There could be formats where there are offset tables like this, where in principle things could be out of order, or overlapping/aliased, but they simply never are, and allowing them to be is effectively a bad idea as it allows people to do very obscure things - information hiding, polyglot files, etc. PDF is heavily criticized for this. It may be an unstated principle that such formats do not do this sort of out-of-order or aliasing stuff.
All that said, practically speaking, people have data with offset tables, and out-of-order might be a possibility that needs to be allowed at least on parsing. So what to do in DFDL?

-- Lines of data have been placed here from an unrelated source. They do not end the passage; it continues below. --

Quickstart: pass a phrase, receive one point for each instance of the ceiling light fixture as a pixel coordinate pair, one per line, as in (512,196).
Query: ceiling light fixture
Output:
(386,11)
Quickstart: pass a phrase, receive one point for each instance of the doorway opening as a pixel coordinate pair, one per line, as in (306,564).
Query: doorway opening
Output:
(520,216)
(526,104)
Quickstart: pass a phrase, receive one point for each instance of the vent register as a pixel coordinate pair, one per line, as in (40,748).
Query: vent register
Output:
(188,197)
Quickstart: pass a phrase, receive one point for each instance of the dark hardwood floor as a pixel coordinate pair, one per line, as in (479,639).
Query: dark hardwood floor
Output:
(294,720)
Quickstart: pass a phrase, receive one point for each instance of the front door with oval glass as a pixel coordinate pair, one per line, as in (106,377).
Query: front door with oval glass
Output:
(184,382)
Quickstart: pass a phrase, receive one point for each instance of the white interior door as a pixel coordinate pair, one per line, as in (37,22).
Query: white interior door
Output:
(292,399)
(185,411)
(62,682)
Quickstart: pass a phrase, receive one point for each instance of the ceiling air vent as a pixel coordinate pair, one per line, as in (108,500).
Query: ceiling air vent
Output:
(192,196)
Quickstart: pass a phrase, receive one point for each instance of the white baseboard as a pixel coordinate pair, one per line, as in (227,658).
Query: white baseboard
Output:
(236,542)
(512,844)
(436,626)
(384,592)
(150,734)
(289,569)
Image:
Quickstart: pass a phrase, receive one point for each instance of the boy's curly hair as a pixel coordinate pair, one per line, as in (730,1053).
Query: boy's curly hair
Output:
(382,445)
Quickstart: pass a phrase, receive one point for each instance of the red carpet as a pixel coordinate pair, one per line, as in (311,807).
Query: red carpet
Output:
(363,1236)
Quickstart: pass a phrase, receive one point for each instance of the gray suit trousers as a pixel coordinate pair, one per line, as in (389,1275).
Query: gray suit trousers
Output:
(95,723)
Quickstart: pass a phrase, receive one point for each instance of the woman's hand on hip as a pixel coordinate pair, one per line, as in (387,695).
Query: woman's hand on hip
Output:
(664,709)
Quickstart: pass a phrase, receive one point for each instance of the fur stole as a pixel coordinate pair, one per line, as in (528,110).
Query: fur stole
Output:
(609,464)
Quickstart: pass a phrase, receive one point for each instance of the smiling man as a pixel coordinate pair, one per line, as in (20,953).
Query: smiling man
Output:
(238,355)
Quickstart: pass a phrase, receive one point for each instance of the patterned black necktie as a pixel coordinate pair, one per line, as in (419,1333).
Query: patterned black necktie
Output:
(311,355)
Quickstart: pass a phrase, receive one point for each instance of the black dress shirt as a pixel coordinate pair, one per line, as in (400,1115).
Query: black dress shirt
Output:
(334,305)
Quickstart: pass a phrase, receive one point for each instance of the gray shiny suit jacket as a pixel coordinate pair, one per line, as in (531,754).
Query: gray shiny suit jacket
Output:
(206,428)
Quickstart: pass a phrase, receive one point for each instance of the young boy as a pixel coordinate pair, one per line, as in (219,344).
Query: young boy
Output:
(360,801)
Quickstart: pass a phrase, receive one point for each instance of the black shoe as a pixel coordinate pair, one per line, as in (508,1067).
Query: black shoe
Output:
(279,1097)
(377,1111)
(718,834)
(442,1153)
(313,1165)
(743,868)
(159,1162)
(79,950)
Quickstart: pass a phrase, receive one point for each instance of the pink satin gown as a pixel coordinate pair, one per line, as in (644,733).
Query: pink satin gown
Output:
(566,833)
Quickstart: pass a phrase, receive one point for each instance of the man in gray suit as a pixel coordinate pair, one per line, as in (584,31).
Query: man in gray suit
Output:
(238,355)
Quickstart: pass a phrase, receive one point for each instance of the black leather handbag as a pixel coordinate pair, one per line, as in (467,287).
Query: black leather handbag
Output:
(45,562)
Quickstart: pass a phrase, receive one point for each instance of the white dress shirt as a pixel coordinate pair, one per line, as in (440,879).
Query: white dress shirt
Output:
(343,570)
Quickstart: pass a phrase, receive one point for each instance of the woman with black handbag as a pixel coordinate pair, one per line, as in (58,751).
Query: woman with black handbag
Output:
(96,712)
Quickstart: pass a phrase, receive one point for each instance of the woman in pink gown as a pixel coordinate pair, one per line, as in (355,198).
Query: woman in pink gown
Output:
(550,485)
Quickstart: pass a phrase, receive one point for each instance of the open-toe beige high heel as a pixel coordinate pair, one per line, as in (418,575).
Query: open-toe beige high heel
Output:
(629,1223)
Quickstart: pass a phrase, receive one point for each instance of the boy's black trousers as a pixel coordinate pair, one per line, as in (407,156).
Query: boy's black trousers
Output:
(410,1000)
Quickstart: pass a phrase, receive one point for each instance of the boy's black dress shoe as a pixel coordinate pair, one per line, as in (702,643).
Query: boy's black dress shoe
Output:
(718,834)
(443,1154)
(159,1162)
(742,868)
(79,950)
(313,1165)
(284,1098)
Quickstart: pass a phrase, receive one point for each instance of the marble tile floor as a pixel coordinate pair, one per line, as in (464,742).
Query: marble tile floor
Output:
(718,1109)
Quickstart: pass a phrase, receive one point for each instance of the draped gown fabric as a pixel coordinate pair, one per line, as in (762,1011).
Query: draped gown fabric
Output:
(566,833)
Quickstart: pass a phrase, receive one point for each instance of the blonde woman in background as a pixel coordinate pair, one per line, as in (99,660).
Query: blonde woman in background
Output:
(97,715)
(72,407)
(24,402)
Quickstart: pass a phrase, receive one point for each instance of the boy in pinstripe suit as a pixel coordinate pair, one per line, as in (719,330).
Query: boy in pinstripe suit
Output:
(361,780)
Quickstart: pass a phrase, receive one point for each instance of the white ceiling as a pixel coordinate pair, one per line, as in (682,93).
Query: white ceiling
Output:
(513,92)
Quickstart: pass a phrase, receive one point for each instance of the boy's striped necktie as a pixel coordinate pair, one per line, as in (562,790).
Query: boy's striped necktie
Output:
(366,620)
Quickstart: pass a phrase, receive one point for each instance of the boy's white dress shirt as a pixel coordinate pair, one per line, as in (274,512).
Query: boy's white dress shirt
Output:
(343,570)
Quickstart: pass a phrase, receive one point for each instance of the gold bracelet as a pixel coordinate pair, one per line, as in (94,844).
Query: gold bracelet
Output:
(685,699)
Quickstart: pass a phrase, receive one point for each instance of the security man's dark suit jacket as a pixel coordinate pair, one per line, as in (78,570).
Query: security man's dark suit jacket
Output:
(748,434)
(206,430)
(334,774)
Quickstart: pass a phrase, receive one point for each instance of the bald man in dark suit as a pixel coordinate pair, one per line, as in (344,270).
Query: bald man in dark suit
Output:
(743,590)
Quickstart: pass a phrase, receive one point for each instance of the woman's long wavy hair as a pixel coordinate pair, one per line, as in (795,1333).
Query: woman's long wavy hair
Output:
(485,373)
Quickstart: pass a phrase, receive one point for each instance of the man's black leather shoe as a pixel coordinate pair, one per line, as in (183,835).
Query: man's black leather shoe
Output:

In this case, DFDL can describe the table of offsets, and a big blob of data. Beyond that something else (e.g., XSLT, or a program) must take over for expressing the sort and extraction of chunks out of the larger blob.
If you think about this, if you want deterministic unparsing behavior, that is what has to be presented to the DFDL unparser anyway, since presenting the resolved content blob means the application has dealt with the order to which the various chunks (which may overlap) have been written.
5)How can I get strings in the data to become element names?
Answer)If the data contains tags/strings, and you want those strings to become element names in XML, then you must do pass 1 to extract the tag information, use them as element names when you create a DFDL schema dynamically, and then parse the data again with this new specialized DFDL schema.
Or you can parse the data with a generic schema where your tag names will be in element values someplace, and do a transformation outside of DFDL to convert them to element names.
Consider the common “comma separated values” or CSV formats. If you have
Name, Address, Phone
Mike, 8840 Standford Blvd\, Columbia MD, 888-888-8888
and you want
<columnNames>
<name>Name</name>
<name>Address</name>
<name>Phone</name>
</columnNames>
<row>
<col>Mike</col>
<col>8840 Standford Blvd, Columbia MD</col>
<col>888-888-8888</col>
</row>
That’s what you would get from a generic CSV DFDL schema. If you want this:
<row>
<Name>Mike</Name>
<Address>8840 Stanford Blvd, Columbia MD</Address>
<Phone>888-888-8888</Phone>
</row>
That’s a specific-to-exactly-these-column-names CSV DFDL schema that is required. If you have lots of files with this exact structure you would create this DFDL schema once.
If you have no idea what CSV is coming at you, but want this sort of XML elements anyway, then you have to generate a DFDL schema on the fly from the data (parse just the headers with a generic DFDL schema first - then use that to create the DFDL schema.
Or you parse using the generic schema, then use XSLT or something to convert the result of the generic parse.
Keep in mind that this problem has little to do with DFDL. Given an XML document like the generic one above, but you didn’t want that XML, you wanted the specific style XML. Well you have the same problem. You need to grab the column names first, then transform the data using them as the element names.